Submitted by Saxon (user info) at 2005-11-14 18:19:44 EST (#)
Ranking: 0

These have been done to death and have to be coffee spitting or underpants messingly hilarious to get any kind of of good rating.

Submitted by joedaddy (user info) at 2005-11-14 17:23:57 EST (#)
Ranking: 0

meh, i still say service division unless you're working off some time from your
phone-book sized PC folder
;)

Submitted by missjessicabryan (user info) at 2005-11-14 16:11:44 EST (#)
Ranking: 2

Thank you so much. This is halirious.

Submitted by boomslang (user info) at 2005-11-14 15:53:45 EST (#)
Ranking: 0

Submitted by MyTeeOne (user info) at 2005-11-14 15:37:07 (#)
Ranking: 2

I've read similiar stories before, but I really enjoyed the names Jugdish and Ramalamadingdong.
------------------

Animal House

Submitted by MyTeeOne (user info) at 2005-11-14 15:37:07 EST (#)
Ranking: 2

I've read similiar stories before, but I really enjoyed the names Jugdish and Ramalamadingdong.

Submitted by a_reader (user info) at 2005-11-14 15:36:14 EST (#)
Ranking: -1

--------------------------------------------------------------------------------
Submitted by Maddog (user info) at 2005-11-14 15:33:24 (#)
Ranking: 0

Sorry, but that's just the way it played out. If it wasn't funny enough, too bad.
--------------------------------------------------------------------------------



Here's an idea. If the story isn't worth telling, don't tell it.

Submitted by The_taste_of_Monkeys (user info) at 2005-11-14 15:36:12 EST (#)
Ranking: 0

We keep getting an asian guy who kept introducing himself as Simon until one day my dad said:
"Look pal, there is no WAY your name is Simon with an accent like that, whats your real name?"
"(Unpronouncable monkey-talk)"
"Well unpronounvable monkey-talk, just fuck of OK?"
and we never heard from Simon again. I have a tear in my eye just thinking about him.

Submitted by a_reader (user info) at 2005-11-14 15:35:31 EST (#)
Ranking: -1

--------------------------------------------------------------------------------
Submitted by FilthyAssistant (user info) at 2005-11-14 15:30:56 (#)
Ranking: -1

If you're going to do something that has already been done 1.9 million times before, at least make it funny.

Submitted by Maddog (user info) at 2005-11-14 15:33:24 EST (#)
Ranking: 0

Sorry, but that's just the way it played out.
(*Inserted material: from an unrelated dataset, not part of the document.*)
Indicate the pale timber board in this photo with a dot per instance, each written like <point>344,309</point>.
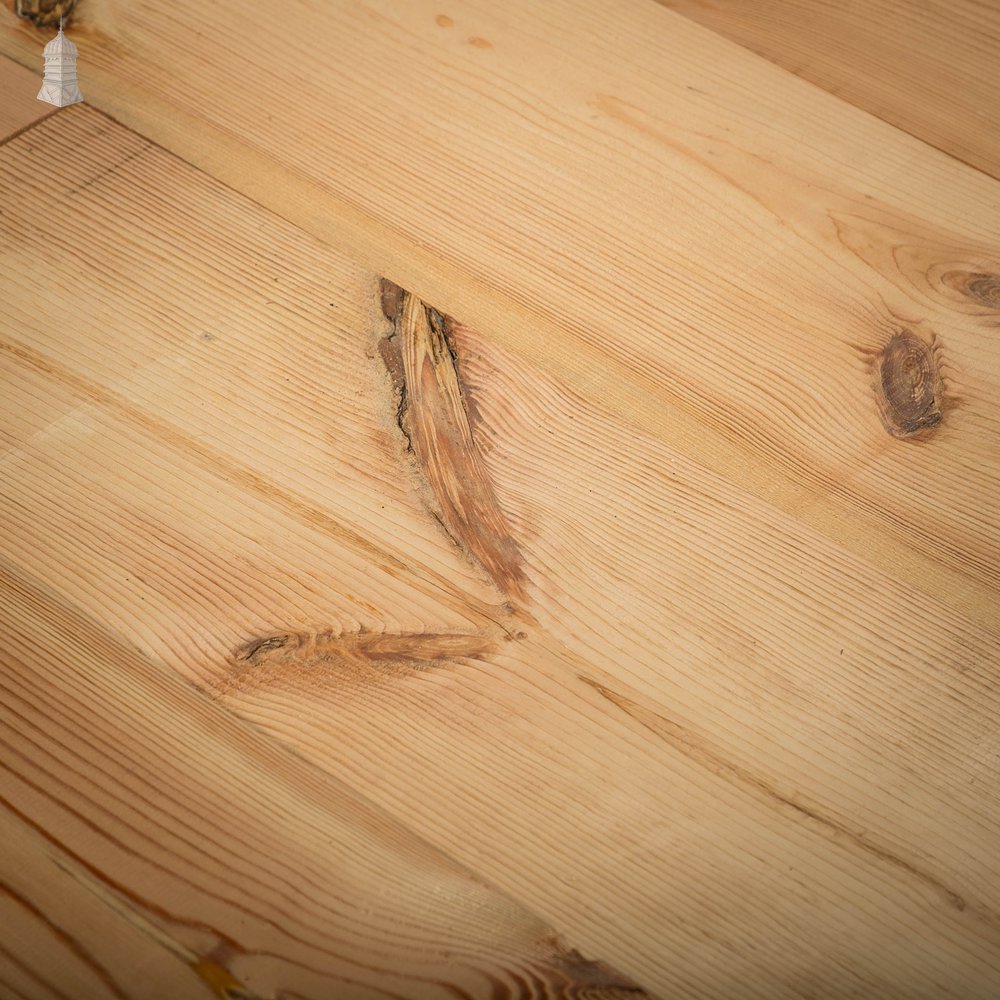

If it wasn't funny enough, too bad.

Submitted by FilthyAssistant (user info) at 2005-11-14 15:30:56 EST (#)
Ranking: -1

If you're going to do something that has already been done 1.9 million times before, at least make it funny.

Submitted by BLITZKREIG_BOB (user info) at 2005-11-14 15:30:45 EST (#)
Ranking: 2

Heh.

My favorite line to telemarketers, if it's a female is:

"So uh, what are you wearing?" Once they get all offended, start laughing like Butthead.


Barney: Boy, you never stop eating and you don't gain a pound.

Homer: It's my metaba-ma-lism. I guess I'm just one of the lucky ones.